An einer Tischreihe sitzen ingesamt drei Frauen und sechs Männer jenseits der 40. Einige tragen Business-Schick, andere Jeans und Hemd oder einen Pulli. Sechzehn der 18 Augenpaare schauen in ein und dieselbe Richtung und pendeln zwischen einer Leinwand und der blonden Frau mit Zopf hin und her, die gerade das Wort hat.
Die Blonde mit skandinavischem Akzent berichtet lebhaft aus ihrem Büroalltag im Allgemeinen und einen Messenger-Dienst im Besonderen. Manchmal tippt sie kurz auf ihrem Laptop herum. Dann erscheint auf der Leinwand jeweils ein anderer Einblick in die Möglichkeiten des Messenger-Dienstes.

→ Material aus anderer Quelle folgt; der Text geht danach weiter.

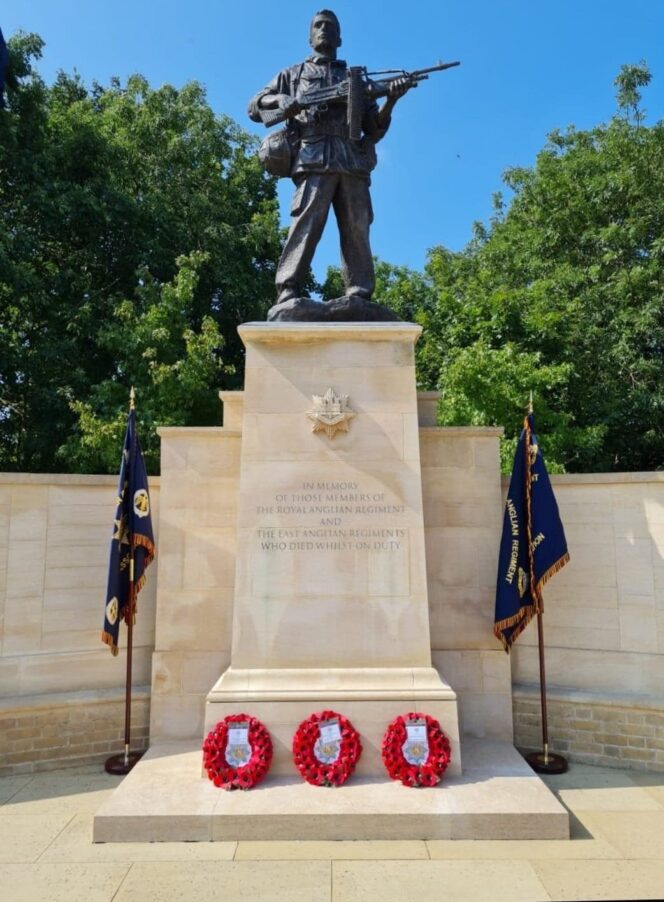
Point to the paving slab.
(433, 881)
(636, 834)
(9, 786)
(340, 850)
(165, 798)
(24, 837)
(61, 882)
(522, 850)
(248, 881)
(598, 880)
(58, 792)
(75, 843)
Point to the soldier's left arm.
(378, 120)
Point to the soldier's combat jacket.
(323, 145)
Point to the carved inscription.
(328, 512)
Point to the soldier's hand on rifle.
(289, 106)
(399, 87)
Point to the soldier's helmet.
(327, 14)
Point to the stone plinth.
(165, 799)
(330, 605)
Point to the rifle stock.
(346, 91)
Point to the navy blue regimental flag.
(533, 545)
(4, 60)
(132, 543)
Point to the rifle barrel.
(437, 68)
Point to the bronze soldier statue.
(333, 123)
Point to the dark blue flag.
(533, 545)
(4, 60)
(132, 543)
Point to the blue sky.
(527, 67)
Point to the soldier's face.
(324, 34)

Die acht anderen hören der Referentin aufmerksam zu. Alle leiten ein mittelständisches Unternehmen oder sind Freiberufler, die ihre Firma nach vorne bringen wollen. Da kann es nicht schaden, über den Stand der Kommunikationstechnik Bescheid zu wissen. "Ich muss nicht mehr direkt zu der Person gehen und fragen: Kann ich dich sprechen? Ich bin aber immer mit ihr in Verbindung", erläutert die blonde Frau einen Vorzug des Online-Werkzeugs.
Dieser Vorzug ist in ihrem Fall nicht nur gefühlt und auch nicht nur eine Marotte einer Unternehmerin, deren Firma andere Betriebe digitalisiert. Ihre Mitarbeiter sind quer über die Welt verteilt, in Deutschland, Island, Spanien und den Vereinigten Staaten. "Wer nicht hier ist, meldet sich einfach über den Messenger", sagt sie. Die Referentin blickt in neugierige, aber auch Zweifel ausdrückende und ratsuchende Augen. Und das ist auch so gedacht.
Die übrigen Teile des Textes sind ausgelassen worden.